The Phi-4-reasoning and Phi-4-reasoning-plus models (14 billion parameters) demonstrate superiority over the baseline Phi-4 and compete well with larger systems, including DeepSeek-R1 Distill (70 billion parameters) and OpenAI o3-mini, on mathematical and logical reasoning tasks (AIME, HMMT, OmniMath, GPQA). Image source: Microsoft
The Phi-4-reasoning model contains 14 billion parameters and was trained on “quality” data from the Internet, as well as selected demo examples from o3-mini. It is optimized for tasks in the fields of mathematics, natural sciences, and programming. Thus, Phi-4 reasoning is focused on high-precision calculations and analytical interpretation of data, while remaining relatively compact and accessible for use on local computing platforms.
On general-purpose benchmarks including FlenQA, IFEval, HumanEvalPlus, MMLUPro, ToxiGen, and PhiBench, Phi-4-reasoning-plus models demonstrate comparable accuracy to GPT-4o and o3-mini despite having a smaller parameter size (14 billion parameters), especially in programming, logic, and security tasks. Image source: Microsoft
Phi-4-mini-reasoning is the smallest of the presented SLMs, with a size of about 3.8 billion parameters. It was trained on the basis of approximately 1 million synthetic mathematical problems generated by the R1 AI model of the Chinese startup DeepSeek.

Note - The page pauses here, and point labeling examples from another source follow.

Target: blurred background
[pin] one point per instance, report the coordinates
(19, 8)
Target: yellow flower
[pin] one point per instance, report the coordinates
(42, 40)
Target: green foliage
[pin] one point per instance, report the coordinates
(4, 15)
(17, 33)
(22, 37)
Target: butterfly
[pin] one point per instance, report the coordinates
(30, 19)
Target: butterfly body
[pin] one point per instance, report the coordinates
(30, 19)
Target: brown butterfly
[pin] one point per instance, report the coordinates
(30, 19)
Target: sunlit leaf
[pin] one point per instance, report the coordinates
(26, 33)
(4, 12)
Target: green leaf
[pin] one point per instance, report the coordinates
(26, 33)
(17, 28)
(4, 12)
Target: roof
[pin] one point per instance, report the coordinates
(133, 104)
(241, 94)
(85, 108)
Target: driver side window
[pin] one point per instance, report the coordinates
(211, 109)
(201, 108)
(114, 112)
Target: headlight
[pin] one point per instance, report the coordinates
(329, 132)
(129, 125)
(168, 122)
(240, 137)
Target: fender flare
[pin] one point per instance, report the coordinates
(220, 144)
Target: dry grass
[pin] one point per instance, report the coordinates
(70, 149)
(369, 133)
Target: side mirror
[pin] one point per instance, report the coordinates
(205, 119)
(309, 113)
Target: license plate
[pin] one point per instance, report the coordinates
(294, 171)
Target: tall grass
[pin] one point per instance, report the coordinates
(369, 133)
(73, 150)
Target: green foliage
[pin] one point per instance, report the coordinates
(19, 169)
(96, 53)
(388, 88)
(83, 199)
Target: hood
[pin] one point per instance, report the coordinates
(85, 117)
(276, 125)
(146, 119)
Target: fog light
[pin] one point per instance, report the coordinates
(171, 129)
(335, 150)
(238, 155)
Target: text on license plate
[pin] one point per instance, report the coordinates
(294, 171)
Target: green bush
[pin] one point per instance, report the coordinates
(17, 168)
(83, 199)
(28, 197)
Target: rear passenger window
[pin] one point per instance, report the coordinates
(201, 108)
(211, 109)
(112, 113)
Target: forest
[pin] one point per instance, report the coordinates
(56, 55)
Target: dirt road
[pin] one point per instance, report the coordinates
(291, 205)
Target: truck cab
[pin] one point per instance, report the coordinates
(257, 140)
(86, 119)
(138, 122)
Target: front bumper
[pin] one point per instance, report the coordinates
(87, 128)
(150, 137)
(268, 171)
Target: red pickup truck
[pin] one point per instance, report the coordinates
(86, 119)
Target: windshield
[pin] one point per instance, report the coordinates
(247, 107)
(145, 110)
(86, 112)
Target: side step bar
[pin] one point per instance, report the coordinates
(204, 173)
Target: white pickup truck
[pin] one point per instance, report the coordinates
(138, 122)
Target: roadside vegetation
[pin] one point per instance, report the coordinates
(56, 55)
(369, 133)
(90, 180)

Microsoft positions it as an AI model for educational scenarios, including “embedded learning” on low-power and mobile devices. Due to its compactness and accuracy, this AI model can be used in interactive learning systems where responsiveness and limited computing resources are a priority.
Phi-4-mini-reasoning (3.8 billion parameters) significantly outperforms its baseline and models with twice the size on AIME 24, MATH-500, and GPQA Diamond, and is comparable to or better than OpenAI o1-mini in long math answer generation accuracy. Image source: Microsoft
All three AI models are available on the Hugging Face platform and are open-sourced. According to Microsoft, they were trained using distillation, reinforcement learning, and high-quality training data. These techniques helped balance the size of the SLMs with their computational performance. The AI models are small enough to be used in low-latency environments, but can solve problems that require rigorous logic and reliable results, problems that were previously reserved for much larger AIs.